That was a few years ago but similar conditions. A lot of southerly wind and an adverse current in the area around the "Chops" of Vineyard Haven. We were sailing last week into both when I took this photo of my son at the helm.
Shortly there after we'd furled the jib and started the engine to make the last 10 or so miles to Woods Hole directly to windward as quickly as possible to catch the tide through. We were within a couple miles of where we'd lost the steering (a cable turning block loosened up and the cable dropped off) a few years before.
Back on deck, suddenly smoke billowed out of the engine compartment. We had a fire! Deja vu! Everyones jaw dropped. To top it off, we were between the Hedge Fence Shoal to port and another less forgiving shoal to starboard as I killed the engine.
I went below and pulled off the panel to the engine to see lots of smoke but no flames. My daughter who was below would keep looking for the source, the fire extinguisher right at hand, while I went back on decks. We were running out of deep water fast and getting pushed into the shoals to starboard.
Up on deck, young Tom and Mary Ann were getting the boat back sailing.
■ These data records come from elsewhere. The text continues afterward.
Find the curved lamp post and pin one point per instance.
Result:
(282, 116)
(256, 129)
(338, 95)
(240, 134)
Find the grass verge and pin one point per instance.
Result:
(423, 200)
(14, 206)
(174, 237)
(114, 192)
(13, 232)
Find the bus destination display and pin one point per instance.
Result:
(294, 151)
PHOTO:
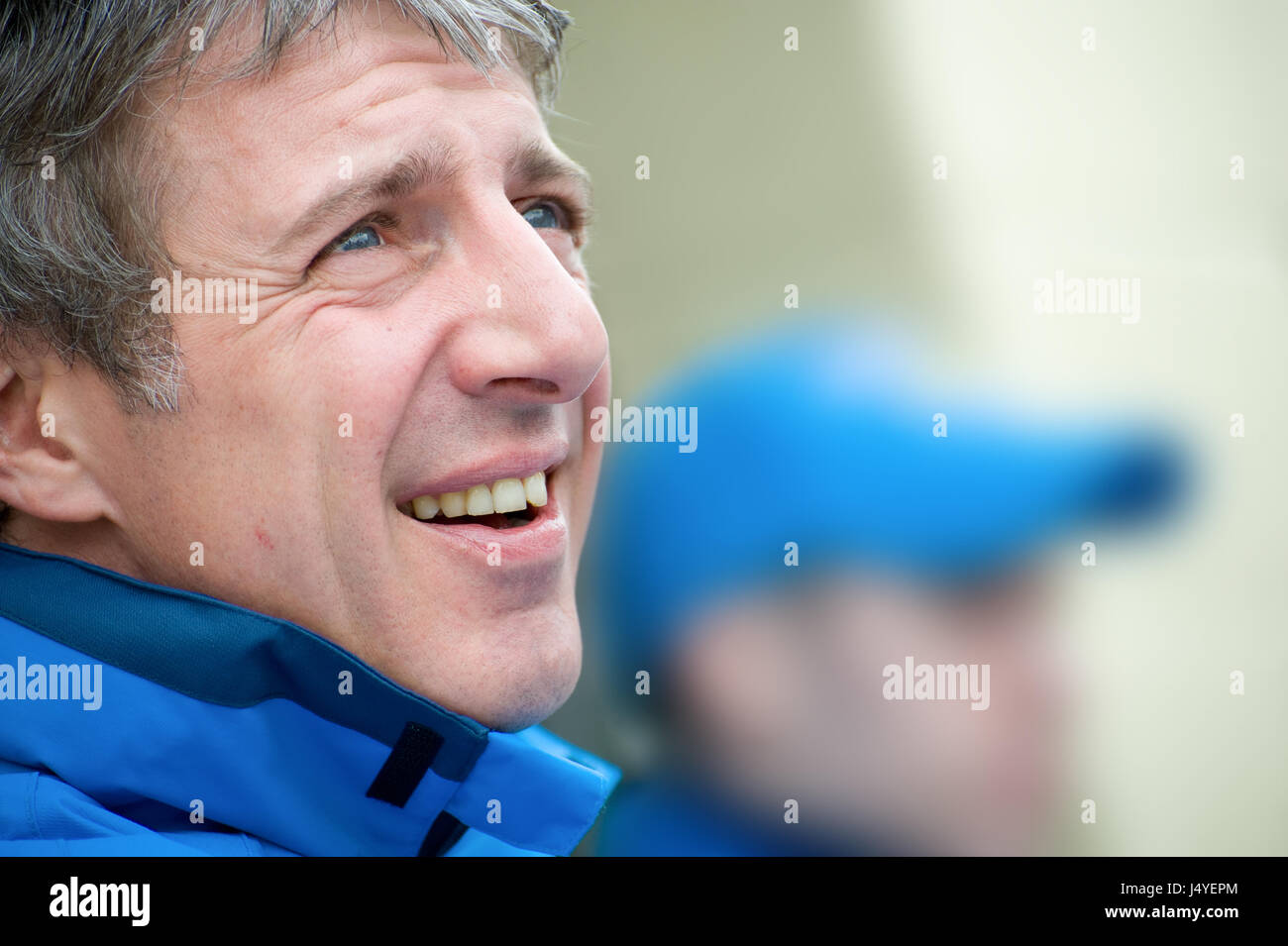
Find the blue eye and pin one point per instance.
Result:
(361, 239)
(542, 215)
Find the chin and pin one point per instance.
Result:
(520, 679)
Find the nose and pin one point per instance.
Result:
(529, 332)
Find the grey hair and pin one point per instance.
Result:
(77, 224)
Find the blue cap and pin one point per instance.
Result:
(815, 434)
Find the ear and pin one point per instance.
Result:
(40, 473)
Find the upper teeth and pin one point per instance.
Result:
(502, 495)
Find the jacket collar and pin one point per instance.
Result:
(274, 730)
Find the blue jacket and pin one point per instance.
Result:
(142, 719)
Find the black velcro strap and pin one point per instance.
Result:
(443, 833)
(411, 757)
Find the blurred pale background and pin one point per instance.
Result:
(814, 167)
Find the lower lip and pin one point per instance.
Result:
(541, 540)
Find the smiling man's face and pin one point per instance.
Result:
(423, 326)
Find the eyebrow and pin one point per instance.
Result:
(438, 164)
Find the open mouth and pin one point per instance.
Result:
(506, 503)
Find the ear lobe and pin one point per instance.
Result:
(40, 475)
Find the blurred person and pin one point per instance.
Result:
(835, 615)
(297, 345)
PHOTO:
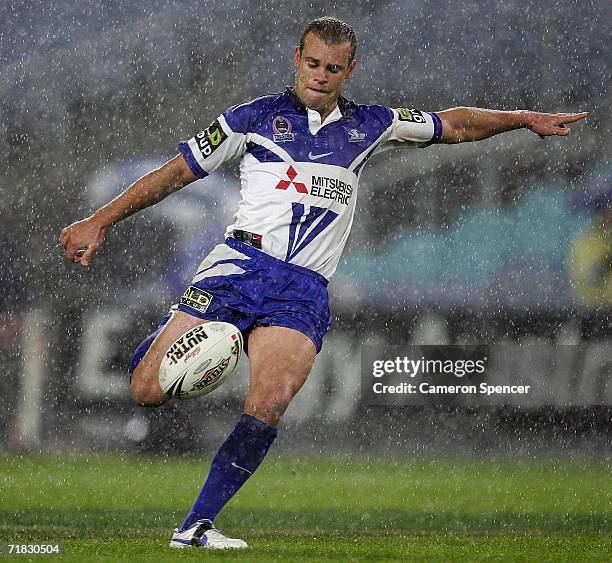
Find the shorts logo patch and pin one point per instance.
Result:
(196, 298)
(413, 115)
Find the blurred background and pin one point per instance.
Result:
(507, 240)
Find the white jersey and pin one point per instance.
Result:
(299, 176)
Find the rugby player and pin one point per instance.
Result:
(302, 152)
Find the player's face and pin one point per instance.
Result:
(320, 73)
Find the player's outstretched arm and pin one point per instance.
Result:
(82, 239)
(473, 124)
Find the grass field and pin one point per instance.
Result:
(314, 508)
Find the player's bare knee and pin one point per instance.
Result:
(270, 409)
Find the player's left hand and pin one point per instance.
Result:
(546, 124)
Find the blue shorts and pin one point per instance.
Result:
(239, 284)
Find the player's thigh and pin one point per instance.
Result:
(145, 379)
(280, 360)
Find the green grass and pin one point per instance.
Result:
(313, 508)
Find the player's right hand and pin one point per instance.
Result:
(82, 239)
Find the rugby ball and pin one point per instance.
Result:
(200, 360)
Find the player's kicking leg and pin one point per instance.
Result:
(280, 360)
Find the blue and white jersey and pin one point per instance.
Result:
(299, 176)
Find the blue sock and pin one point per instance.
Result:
(235, 461)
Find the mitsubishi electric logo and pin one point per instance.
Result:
(284, 184)
(320, 186)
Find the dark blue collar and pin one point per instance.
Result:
(345, 106)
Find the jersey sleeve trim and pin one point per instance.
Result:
(187, 153)
(437, 126)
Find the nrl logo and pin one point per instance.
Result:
(355, 136)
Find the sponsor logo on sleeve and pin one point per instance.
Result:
(195, 298)
(355, 136)
(283, 130)
(210, 139)
(413, 115)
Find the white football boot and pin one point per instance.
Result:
(204, 534)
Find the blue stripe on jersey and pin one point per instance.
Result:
(191, 161)
(294, 245)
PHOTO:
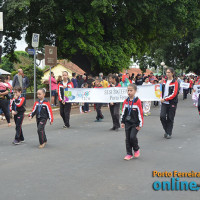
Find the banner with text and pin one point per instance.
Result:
(184, 85)
(112, 94)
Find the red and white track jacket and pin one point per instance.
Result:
(61, 89)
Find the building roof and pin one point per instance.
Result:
(71, 66)
(137, 71)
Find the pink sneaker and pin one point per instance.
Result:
(137, 154)
(128, 157)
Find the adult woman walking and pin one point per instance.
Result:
(169, 102)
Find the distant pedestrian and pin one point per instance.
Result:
(43, 112)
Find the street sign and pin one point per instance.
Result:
(50, 55)
(1, 21)
(31, 51)
(35, 40)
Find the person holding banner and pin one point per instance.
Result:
(65, 108)
(146, 104)
(169, 102)
(114, 107)
(132, 120)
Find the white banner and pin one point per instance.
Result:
(197, 89)
(112, 94)
(184, 85)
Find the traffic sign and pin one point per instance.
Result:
(50, 55)
(35, 40)
(31, 51)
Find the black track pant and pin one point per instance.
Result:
(131, 140)
(65, 110)
(98, 109)
(167, 115)
(4, 107)
(114, 111)
(18, 121)
(41, 130)
(185, 93)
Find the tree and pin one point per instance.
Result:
(99, 35)
(25, 62)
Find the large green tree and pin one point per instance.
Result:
(99, 35)
(25, 62)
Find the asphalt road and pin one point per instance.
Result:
(86, 162)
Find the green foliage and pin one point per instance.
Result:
(25, 62)
(102, 35)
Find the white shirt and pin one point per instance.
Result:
(166, 92)
(65, 83)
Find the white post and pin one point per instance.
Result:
(34, 74)
(50, 85)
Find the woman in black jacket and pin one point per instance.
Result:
(169, 102)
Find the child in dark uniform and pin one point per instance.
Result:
(17, 107)
(132, 120)
(98, 106)
(43, 112)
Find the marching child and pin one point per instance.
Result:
(17, 107)
(146, 104)
(98, 106)
(65, 108)
(132, 120)
(43, 112)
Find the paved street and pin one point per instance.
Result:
(86, 162)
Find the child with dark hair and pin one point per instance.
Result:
(43, 112)
(98, 106)
(17, 107)
(115, 107)
(132, 121)
(4, 91)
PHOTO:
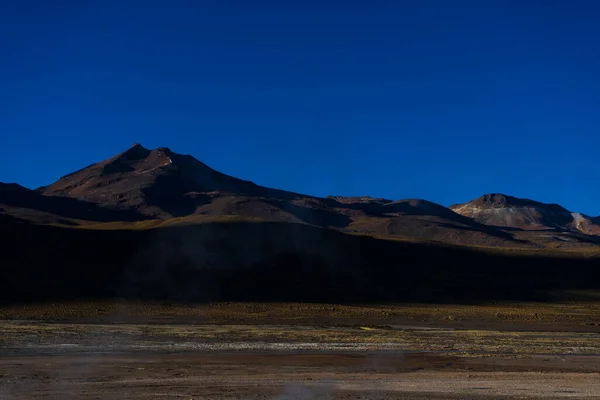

The reefed main and mizzen still raised. It took some jockeying to get the boat to fall off enough to fill the jib, jibe(not a good time) and get sailing across an opening in the Hedge Fence back toward Marthas Vineyard. All the while asking MJ below if she could see the fire source. She couldn't and it appeared the smoke was clearing. Phew on that!
Here's what it was. Several feet of 12 gauge wire had burned the insulation completely off between the alternator and the ignition panel. This is the line between the panel that supplies power to the high output alternator. The insulation burned all the way up the wire to the ignition panel, went through on ON OFF switch, and was on it's way through the rest of the panel before it stopped by turning off the power. The 12 ga. copper did not burn and would easily have carried the short and fire through the panel to the end of the circuit. Scary.
The reason it did so was because a loop of the wire had loosened, fallen, and found the exhaust manifold, melted, and caused a dead short.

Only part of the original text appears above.